In una tenda, la maggiore, dodici uomini giacevano l'uno sull'altro, rigidi come se la morte li avesse sorpresi nel sonno.

In un angolo terminavano di bruciare alcuni pezzi di pennone ed in una caldaia cucinavano alcuni lembi di pelle di foca, ultimi avanzi d'un pasto nauseante.

I cinque pescatori, dopo una breve esitazione si erano curvati su quei disgraziati.

– Vivono! – aveva esclamato il vecchio Maskoe. – Siamo giunti in tempo!

Sì, quegli uomini non erano ancora morti, ma un ritardo di alcune ore ancora e nessuno sarebbe certamente sopravvissuto al disastro.

Urgeva soccorrerli prontamente se si voleva salvarli.

Fu riattizzato il fuoco per rialzare un po' la temperatura siberiana che regnava ormai sulla tenda, poi i pescatori si misero a strofinarli gagliardamente con stracci di lana inzuppati nell'acquavite.

Qualche ora dopo i dodici disgraziati erano fuori di pericolo.
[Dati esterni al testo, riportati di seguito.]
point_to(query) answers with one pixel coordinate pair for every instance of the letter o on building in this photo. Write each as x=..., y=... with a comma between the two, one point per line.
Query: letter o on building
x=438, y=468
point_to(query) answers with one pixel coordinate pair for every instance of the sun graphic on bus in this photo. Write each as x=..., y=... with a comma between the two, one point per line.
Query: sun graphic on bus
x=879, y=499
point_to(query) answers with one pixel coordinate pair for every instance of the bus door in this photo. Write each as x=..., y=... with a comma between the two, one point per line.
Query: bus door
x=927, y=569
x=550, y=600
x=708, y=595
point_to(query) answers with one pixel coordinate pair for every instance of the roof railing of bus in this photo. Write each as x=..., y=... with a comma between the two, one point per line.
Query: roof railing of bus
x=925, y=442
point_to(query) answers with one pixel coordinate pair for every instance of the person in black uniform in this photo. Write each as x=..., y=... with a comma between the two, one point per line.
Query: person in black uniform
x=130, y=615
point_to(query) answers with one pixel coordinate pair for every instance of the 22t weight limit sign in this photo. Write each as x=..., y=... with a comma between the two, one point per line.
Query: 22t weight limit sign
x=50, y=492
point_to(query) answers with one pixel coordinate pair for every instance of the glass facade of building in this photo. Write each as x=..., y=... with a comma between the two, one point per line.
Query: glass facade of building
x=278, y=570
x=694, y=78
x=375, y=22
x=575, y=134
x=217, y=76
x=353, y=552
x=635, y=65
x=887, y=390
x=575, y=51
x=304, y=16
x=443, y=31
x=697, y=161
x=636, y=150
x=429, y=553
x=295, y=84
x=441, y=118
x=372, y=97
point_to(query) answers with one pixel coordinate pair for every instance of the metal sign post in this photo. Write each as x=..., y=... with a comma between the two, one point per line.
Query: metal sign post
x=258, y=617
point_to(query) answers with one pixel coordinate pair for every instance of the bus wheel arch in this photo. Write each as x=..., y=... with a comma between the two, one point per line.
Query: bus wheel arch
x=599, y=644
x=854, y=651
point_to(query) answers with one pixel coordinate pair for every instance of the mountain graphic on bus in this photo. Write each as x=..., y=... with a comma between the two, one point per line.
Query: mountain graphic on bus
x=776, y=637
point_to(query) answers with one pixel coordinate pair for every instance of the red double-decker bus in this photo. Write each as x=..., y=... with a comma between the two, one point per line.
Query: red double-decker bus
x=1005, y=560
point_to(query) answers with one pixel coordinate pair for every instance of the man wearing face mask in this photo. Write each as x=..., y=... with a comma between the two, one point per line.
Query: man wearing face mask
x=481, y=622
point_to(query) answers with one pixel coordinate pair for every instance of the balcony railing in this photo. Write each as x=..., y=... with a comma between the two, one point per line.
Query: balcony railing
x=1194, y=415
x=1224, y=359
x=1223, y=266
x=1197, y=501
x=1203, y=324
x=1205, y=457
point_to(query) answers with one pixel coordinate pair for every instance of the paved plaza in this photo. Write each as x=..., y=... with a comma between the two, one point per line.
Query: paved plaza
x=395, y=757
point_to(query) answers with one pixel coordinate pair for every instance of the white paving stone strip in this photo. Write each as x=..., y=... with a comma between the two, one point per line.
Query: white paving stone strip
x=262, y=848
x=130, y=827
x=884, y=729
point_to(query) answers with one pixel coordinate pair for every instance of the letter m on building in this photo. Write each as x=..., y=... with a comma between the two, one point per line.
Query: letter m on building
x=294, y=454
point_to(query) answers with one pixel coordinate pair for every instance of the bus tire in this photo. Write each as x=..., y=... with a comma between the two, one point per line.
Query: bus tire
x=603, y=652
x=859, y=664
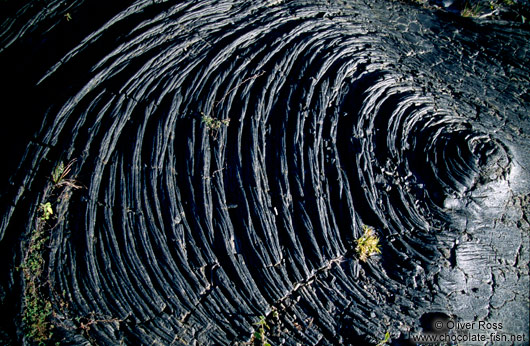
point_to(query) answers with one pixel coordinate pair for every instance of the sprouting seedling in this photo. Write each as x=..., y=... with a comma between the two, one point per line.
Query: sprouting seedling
x=213, y=123
x=60, y=172
x=367, y=244
x=385, y=340
x=46, y=210
x=260, y=333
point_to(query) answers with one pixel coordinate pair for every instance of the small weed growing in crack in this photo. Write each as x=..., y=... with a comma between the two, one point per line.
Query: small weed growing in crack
x=213, y=123
x=368, y=244
x=385, y=340
x=46, y=210
x=471, y=10
x=259, y=335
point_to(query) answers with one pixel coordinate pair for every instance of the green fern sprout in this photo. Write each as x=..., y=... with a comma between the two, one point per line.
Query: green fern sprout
x=368, y=244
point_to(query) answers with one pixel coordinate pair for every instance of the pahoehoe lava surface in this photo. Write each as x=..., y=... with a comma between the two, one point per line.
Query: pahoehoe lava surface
x=337, y=114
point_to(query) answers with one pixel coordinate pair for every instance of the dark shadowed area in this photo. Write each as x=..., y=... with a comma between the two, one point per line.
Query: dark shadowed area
x=225, y=156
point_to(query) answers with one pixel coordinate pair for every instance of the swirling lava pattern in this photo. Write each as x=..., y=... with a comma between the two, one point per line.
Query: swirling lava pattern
x=186, y=233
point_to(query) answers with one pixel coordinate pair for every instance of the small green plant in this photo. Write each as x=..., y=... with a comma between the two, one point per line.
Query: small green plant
x=37, y=310
x=60, y=172
x=471, y=10
x=259, y=335
x=46, y=210
x=367, y=244
x=214, y=124
x=385, y=340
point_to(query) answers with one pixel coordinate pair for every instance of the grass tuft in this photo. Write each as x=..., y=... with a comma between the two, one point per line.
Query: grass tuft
x=368, y=244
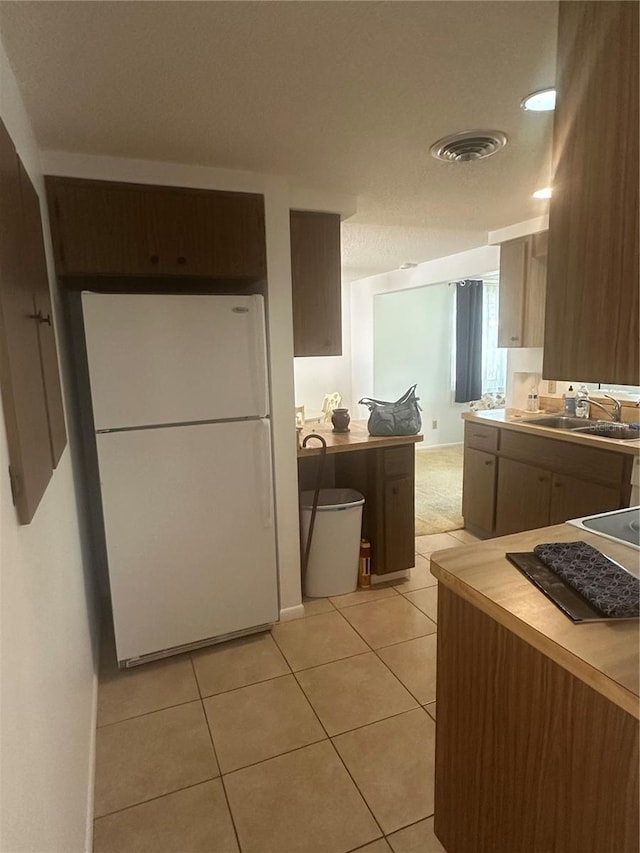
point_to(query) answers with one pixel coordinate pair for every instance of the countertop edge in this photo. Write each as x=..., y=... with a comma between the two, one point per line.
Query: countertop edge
x=352, y=441
x=501, y=419
x=568, y=660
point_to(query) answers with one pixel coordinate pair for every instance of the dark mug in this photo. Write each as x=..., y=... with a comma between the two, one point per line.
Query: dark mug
x=340, y=419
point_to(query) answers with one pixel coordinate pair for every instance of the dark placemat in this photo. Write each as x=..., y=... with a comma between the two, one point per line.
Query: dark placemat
x=570, y=602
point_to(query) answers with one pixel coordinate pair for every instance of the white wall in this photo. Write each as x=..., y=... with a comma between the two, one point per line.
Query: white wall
x=471, y=264
x=279, y=196
x=46, y=637
x=413, y=343
x=315, y=377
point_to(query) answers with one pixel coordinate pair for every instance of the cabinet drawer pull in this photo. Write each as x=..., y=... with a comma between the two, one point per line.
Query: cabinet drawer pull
x=41, y=318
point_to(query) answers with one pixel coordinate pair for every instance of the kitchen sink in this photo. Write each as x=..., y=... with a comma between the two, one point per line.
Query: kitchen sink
x=561, y=422
x=610, y=430
x=587, y=426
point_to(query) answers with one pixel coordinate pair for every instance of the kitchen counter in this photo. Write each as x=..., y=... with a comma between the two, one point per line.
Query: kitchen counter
x=512, y=419
x=603, y=655
x=537, y=734
x=357, y=438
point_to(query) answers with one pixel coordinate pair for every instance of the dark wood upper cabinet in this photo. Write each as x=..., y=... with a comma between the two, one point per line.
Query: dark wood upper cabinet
x=101, y=228
x=33, y=416
x=37, y=279
x=591, y=329
x=316, y=283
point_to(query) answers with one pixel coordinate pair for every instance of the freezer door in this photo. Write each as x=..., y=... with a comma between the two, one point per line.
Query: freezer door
x=188, y=515
x=167, y=359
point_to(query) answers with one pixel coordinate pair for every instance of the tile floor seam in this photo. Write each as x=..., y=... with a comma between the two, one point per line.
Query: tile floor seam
x=397, y=677
x=277, y=755
x=148, y=713
x=362, y=603
x=243, y=686
x=158, y=797
x=357, y=787
x=383, y=719
x=221, y=777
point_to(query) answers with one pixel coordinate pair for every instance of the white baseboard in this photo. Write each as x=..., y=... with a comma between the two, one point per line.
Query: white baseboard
x=288, y=613
x=91, y=788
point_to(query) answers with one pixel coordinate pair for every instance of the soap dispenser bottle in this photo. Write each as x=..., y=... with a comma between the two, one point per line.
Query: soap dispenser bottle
x=582, y=402
x=570, y=402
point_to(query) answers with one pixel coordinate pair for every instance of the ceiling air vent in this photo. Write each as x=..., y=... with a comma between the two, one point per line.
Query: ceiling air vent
x=470, y=145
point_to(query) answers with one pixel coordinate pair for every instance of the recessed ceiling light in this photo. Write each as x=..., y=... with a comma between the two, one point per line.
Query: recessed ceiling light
x=541, y=101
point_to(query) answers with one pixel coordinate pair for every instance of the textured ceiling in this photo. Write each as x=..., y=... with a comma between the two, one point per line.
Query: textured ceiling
x=340, y=96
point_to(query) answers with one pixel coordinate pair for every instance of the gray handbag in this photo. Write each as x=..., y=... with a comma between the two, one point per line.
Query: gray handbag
x=399, y=418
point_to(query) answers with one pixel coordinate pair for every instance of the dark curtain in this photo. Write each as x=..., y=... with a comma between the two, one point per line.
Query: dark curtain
x=468, y=341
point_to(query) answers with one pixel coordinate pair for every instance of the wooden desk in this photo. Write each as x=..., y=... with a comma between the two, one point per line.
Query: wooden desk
x=382, y=468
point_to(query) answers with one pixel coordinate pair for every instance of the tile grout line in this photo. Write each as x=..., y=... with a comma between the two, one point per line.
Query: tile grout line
x=157, y=797
x=215, y=754
x=148, y=713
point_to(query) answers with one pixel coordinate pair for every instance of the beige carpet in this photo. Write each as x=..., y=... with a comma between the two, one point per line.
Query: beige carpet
x=438, y=489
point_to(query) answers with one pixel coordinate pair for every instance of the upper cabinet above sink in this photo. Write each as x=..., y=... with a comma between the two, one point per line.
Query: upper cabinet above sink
x=591, y=328
x=523, y=275
x=316, y=283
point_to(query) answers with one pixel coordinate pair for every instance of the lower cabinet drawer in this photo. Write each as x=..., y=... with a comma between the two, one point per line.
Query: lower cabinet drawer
x=588, y=463
x=399, y=461
x=481, y=437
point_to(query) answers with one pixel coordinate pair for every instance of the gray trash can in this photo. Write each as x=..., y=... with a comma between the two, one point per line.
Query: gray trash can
x=335, y=546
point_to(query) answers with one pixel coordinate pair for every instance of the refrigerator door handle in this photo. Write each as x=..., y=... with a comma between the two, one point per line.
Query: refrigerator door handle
x=259, y=355
x=265, y=473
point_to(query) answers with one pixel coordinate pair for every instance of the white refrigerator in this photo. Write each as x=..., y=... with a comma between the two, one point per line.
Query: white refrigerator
x=179, y=392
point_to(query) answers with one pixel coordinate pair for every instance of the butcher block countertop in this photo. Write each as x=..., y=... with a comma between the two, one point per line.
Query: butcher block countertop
x=357, y=438
x=604, y=655
x=512, y=419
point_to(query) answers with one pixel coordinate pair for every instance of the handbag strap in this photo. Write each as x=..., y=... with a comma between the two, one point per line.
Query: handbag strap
x=371, y=401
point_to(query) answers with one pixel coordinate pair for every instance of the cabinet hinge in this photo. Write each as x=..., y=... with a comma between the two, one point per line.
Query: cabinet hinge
x=14, y=481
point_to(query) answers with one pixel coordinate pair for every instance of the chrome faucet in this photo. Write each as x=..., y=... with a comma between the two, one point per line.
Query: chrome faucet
x=615, y=414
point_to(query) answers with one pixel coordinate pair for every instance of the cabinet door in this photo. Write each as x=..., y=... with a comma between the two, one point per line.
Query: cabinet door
x=211, y=234
x=524, y=497
x=523, y=282
x=573, y=498
x=591, y=327
x=37, y=280
x=399, y=524
x=316, y=284
x=23, y=398
x=100, y=228
x=479, y=489
x=513, y=269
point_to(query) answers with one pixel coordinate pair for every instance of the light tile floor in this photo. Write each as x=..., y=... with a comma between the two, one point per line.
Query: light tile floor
x=316, y=737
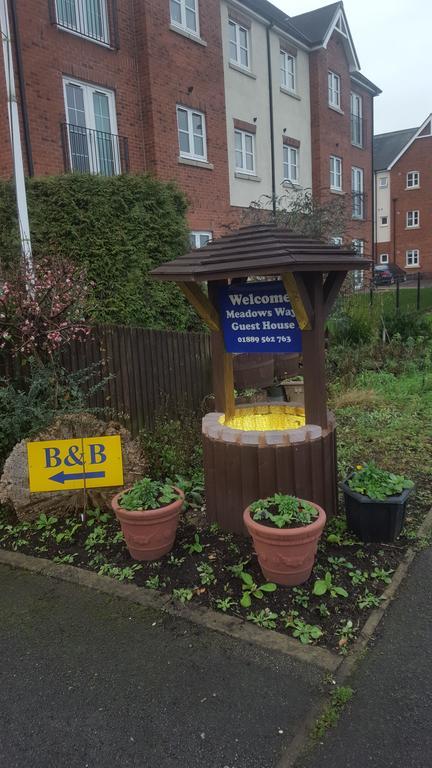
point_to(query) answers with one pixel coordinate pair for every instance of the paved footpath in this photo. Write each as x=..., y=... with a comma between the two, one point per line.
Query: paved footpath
x=89, y=681
x=388, y=723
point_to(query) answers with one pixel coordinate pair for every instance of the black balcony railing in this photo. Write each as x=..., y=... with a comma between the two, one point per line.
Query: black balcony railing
x=358, y=127
x=95, y=19
x=91, y=151
x=358, y=205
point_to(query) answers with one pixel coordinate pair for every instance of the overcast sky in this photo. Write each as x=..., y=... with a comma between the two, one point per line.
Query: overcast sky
x=393, y=42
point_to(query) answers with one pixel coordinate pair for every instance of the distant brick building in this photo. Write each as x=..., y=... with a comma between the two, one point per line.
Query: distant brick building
x=232, y=99
x=403, y=179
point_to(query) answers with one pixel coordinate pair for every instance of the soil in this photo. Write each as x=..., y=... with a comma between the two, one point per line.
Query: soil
x=179, y=569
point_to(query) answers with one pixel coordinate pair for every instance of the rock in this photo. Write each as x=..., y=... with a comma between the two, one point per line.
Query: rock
x=14, y=484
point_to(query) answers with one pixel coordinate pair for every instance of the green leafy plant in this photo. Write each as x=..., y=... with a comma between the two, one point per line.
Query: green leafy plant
x=120, y=574
x=283, y=511
x=300, y=597
x=326, y=584
x=304, y=632
x=148, y=494
x=358, y=577
x=369, y=480
x=183, y=595
x=250, y=589
x=368, y=600
x=207, y=574
x=225, y=604
x=380, y=574
x=195, y=547
x=176, y=562
x=264, y=618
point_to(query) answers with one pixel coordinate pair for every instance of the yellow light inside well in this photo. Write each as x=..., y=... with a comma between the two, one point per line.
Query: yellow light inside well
x=265, y=417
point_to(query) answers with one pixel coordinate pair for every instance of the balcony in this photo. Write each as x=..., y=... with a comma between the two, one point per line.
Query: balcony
x=94, y=19
x=358, y=205
x=358, y=131
x=90, y=151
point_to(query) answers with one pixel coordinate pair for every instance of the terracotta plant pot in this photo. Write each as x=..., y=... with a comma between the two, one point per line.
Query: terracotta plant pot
x=286, y=555
x=150, y=533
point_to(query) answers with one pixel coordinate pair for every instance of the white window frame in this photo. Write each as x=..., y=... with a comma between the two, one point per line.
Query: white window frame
x=185, y=5
x=237, y=60
x=357, y=188
x=287, y=72
x=414, y=177
x=336, y=161
x=290, y=167
x=192, y=155
x=334, y=90
x=414, y=255
x=81, y=27
x=356, y=114
x=243, y=168
x=88, y=91
x=196, y=236
x=415, y=219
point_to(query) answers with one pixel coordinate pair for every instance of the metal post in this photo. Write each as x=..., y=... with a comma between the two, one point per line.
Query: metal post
x=14, y=127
Alcune sorsate di ginepro avevano ridato a loro un po' di energia ed un po' di calore. Erano però tutti morenti di fame e così sfiniti da non potersi reggere.

Furono mandati due pescatori alla barca a prendere dei viveri e della legna e fu allestito un pranzo, non copioso, onde quei naufraghi non abusassero.

Alla sera, attorno ad un allegro fuoco, Harry narrava l'istoria del naufragio a suo padre ed ai suoi valorosi compagni.

Da sette mesi, la Danae, dopo essere giunta all'isola degli Orsi, era andata a picco, spaccata da una montagna di ghiaccio che le era piombata addosso.

I tredici uomini dell'equipaggio avevano però potuto rifugiarsi sull'isola, portando con loro alcuni fucili, dei rottami e viveri per poche settimane.

Disperando di poter venire raccolti da qualche nave, stante i ghiacci che già erano discesi dal polo, avevano affidato alle onde il barile contenente un documento.

L'inverno era stato terribile e la fame non aveva tardato a piombare sull'accampamento. Come erano vissuti tanti mesi? Nemmeno Harry aveva saputo dirlo.

Avevano divorato delle foche, poi le viscere di quegli anfibi, quindi le pelli, poi tutti erano caduti in un profondo torpore che somigliava alla morte.

Un giorno ancora ed i pescatori non avrebbero trovato che tredici cadaveri...


Due giorni dopo, la barca di Maskoe riprendeva il largo, portando con sé i tredici naufraghi, così miracolosamente salvati, e tre settimane più tardi gettava l'àncora sulle coste della Norvegia fra gli urrah della piccola colonia.

Il governo norvegiano, non ha dimenticato di ricompensare il coraggio dei cinque pescatori.

Il vecchio Maskoe ha avuto in regalo una nuova barca, ben più grossa della prima ed i suoi compagni hanno ottenuto una piccola pensione annua, che permette a loro di vivere agiatamente.